The conquest of the seigneurie Erlach (Cerlies in French) by Berne in 1474 (the Burgundian wars 1474-1477) brought the area under the control of German-speaking Berne.
The region changed to the Evangelical Reformed Church during the Reformation (after 1525) and shared the fate of Bern of the French invasion and occupation (1798-1813).
The Helvetic Republic (1798-1803) was a unitary state with a new administrative division based on the French model. The Mediation Act (1803-1813) created the new Confederation of nineteen cantons.
The territory was assigned to canton Bern in 1815, which was confirmed in the Constitution of 1848.

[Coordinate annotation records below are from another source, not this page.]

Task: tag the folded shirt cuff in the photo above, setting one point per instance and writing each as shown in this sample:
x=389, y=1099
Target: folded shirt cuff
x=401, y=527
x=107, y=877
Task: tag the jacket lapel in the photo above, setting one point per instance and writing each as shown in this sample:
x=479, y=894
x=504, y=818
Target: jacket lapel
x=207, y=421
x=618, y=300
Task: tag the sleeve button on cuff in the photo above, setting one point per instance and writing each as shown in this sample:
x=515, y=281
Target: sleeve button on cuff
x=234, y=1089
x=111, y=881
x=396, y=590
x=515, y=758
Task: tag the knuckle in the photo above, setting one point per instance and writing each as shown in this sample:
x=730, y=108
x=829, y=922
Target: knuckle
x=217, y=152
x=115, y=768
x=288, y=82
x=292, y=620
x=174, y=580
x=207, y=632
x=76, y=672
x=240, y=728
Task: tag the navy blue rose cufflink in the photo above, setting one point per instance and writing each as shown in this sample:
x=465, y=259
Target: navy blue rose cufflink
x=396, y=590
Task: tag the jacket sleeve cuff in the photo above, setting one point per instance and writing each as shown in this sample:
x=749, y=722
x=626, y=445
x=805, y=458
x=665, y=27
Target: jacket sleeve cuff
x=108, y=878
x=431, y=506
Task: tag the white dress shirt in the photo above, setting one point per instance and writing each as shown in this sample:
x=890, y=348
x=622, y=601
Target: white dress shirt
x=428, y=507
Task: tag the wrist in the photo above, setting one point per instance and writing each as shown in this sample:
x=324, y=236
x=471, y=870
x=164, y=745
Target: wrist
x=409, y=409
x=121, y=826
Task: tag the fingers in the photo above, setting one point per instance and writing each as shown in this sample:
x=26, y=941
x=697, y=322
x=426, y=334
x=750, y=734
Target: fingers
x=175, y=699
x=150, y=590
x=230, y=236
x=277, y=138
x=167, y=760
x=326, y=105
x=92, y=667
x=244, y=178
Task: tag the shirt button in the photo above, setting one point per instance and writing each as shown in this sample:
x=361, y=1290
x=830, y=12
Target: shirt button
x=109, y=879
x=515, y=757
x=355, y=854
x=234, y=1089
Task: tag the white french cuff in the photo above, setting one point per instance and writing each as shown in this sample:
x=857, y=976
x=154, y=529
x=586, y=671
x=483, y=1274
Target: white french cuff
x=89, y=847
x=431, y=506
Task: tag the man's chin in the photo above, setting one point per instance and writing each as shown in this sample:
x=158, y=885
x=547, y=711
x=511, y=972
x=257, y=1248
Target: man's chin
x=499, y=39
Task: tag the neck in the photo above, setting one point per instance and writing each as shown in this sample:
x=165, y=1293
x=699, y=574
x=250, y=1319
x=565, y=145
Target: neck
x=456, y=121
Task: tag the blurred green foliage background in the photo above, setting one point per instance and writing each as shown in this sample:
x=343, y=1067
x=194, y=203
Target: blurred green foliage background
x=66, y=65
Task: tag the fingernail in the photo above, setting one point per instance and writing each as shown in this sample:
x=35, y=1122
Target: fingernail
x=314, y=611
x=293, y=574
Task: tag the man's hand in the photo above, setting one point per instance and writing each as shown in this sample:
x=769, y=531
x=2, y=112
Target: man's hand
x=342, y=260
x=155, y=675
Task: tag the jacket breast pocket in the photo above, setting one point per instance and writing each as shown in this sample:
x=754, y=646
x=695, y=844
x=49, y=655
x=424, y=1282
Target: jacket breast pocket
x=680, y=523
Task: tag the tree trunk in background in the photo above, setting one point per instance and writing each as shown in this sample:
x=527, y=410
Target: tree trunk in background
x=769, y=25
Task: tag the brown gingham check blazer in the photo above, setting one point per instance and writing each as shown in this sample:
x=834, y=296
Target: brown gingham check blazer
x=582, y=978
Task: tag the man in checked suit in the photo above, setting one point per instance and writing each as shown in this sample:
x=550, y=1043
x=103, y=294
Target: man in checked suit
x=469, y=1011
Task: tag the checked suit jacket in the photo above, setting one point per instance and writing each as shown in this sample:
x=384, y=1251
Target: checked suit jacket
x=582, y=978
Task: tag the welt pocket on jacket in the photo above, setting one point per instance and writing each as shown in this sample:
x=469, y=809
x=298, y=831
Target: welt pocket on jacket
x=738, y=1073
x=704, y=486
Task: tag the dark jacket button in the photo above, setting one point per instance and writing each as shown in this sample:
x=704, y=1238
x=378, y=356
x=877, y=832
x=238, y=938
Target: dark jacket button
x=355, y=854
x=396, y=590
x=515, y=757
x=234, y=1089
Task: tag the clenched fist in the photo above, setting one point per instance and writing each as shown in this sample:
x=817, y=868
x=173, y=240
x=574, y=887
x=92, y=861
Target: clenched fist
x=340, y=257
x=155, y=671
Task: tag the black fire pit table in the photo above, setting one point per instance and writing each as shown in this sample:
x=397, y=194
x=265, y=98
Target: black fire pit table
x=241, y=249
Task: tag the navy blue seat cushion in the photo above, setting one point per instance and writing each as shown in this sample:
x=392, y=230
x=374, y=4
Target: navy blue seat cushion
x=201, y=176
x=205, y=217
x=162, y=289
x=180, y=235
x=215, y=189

The villages and towns profited from the Bern-Neuchâtel connection and the Biel-Morat railways and trade routes.
The major project of the Jura water system, the Juragewässerkorrektion (lakes of Neuchâtel, Bienne and Morat and rivers) and the construction of canals (1868-1891 and 1962-1973) made the region the fruit- and vegetable barn of Switzerland.
The marshy moorland (Der grosse Moos/Le grand Marais) no longer flooded the area and the fertile soil and meadows brought new prosperity in the twentieth century
The villages and towns and their churches, castles and buildings are the witnesses of a rich past and French- and German-speaking influences.